Big-name acts now scheduled to appear at the Coliseum in the coming months include Stevie Nicks (April 6), Marc Anthony (April 9), Barbra Streisand (May 4), Metallica (May 17), The Weekend (June 3) and Bruno Mars (Oct. 5).

Additionally, the Coliseum houses special locker rooms for the Brooklyn Nets’ NBA Development League affiliate, the Long Island Nets. The expansive space boast a lounge, and can be connected or closed off to house separate sports teams.

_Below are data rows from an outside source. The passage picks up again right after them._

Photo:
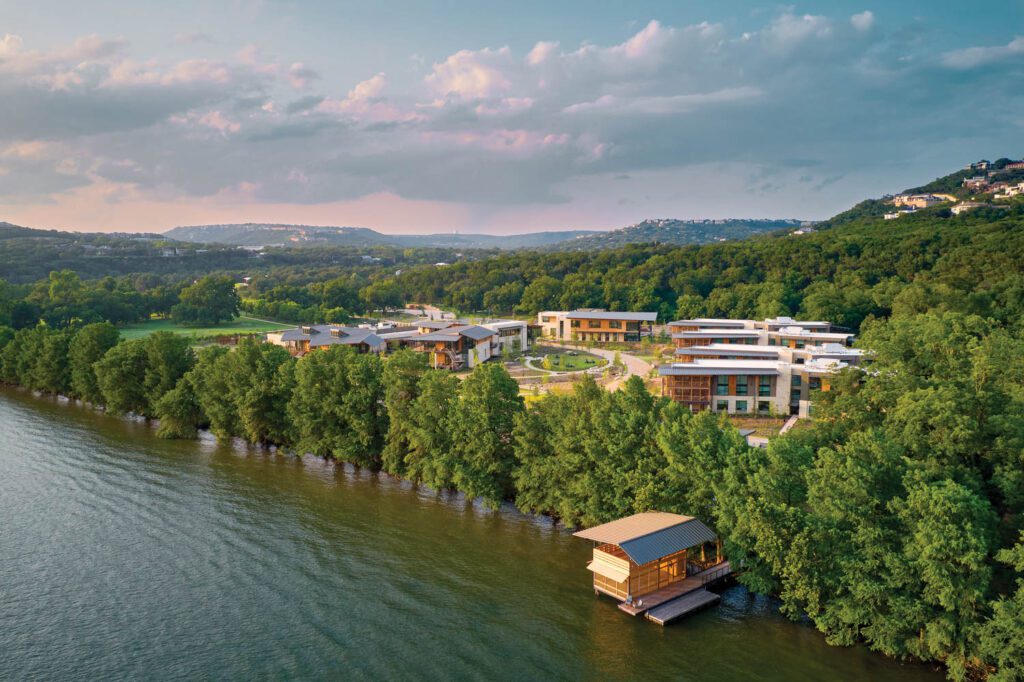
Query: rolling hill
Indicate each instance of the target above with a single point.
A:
(265, 235)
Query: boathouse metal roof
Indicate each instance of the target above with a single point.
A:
(650, 536)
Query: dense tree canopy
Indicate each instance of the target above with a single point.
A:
(210, 301)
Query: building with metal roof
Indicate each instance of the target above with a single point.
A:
(650, 554)
(303, 339)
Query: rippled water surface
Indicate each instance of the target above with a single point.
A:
(123, 556)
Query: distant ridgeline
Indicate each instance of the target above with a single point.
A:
(649, 231)
(682, 232)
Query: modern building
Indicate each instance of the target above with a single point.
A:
(596, 325)
(771, 332)
(768, 367)
(455, 347)
(916, 201)
(452, 344)
(511, 336)
(964, 207)
(303, 339)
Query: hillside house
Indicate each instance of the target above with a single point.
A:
(916, 201)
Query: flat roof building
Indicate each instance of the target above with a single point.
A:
(596, 325)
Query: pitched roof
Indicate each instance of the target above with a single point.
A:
(650, 536)
(453, 333)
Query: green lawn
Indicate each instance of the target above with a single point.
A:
(242, 325)
(562, 361)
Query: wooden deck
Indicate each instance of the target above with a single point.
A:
(676, 590)
(680, 606)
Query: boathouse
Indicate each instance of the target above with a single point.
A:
(653, 558)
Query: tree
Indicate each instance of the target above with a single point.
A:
(542, 294)
(87, 348)
(121, 378)
(402, 373)
(1001, 637)
(209, 301)
(179, 412)
(382, 295)
(337, 407)
(430, 459)
(481, 422)
(134, 375)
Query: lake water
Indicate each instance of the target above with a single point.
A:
(123, 556)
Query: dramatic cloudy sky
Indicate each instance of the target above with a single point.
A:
(492, 117)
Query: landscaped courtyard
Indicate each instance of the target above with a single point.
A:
(558, 359)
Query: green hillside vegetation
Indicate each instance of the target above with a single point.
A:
(678, 232)
(895, 518)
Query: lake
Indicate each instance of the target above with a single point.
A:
(123, 556)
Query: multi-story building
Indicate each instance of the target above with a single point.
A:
(455, 347)
(303, 339)
(595, 325)
(452, 344)
(754, 367)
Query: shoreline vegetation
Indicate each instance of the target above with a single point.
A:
(882, 523)
(894, 517)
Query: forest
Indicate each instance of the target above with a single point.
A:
(894, 517)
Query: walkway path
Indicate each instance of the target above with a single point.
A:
(634, 366)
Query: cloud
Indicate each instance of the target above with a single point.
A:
(497, 126)
(663, 104)
(862, 22)
(194, 38)
(972, 57)
(300, 76)
(471, 75)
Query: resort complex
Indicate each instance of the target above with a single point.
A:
(451, 344)
(765, 367)
(592, 325)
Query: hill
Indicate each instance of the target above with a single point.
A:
(267, 235)
(679, 232)
(28, 254)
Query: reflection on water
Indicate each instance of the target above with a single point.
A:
(125, 556)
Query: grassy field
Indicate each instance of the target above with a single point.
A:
(562, 361)
(763, 426)
(240, 325)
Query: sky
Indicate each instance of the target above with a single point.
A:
(499, 118)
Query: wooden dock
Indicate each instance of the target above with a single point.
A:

“I hope the Islanders will one day be able to occupy these locker rooms,” said Norma Gonsalves, the County Legislature’s presiding officer, a Republican from East Meadow. “There is nothing I want more than for our team to return home.”

About 1,500 people have been hired to work at the Coliseum, and were trained at the Disney Institute, the business advisory arm of the Walt Disney Company, to provide best hospitality industry practices for event attendees, officials said.

Ground was broken on the Coliseum project in November 2015. “It was remarkable to drive by every day and watch the renovation done to this building,” Gonsalves said. “I’m proud of the union labor who worked tirelessly year-round to turn this building into the wondrous facility it is today.”

A formal dedication of the venue’s new memorial will be held on April 8 to honor the veterans who have served the nation.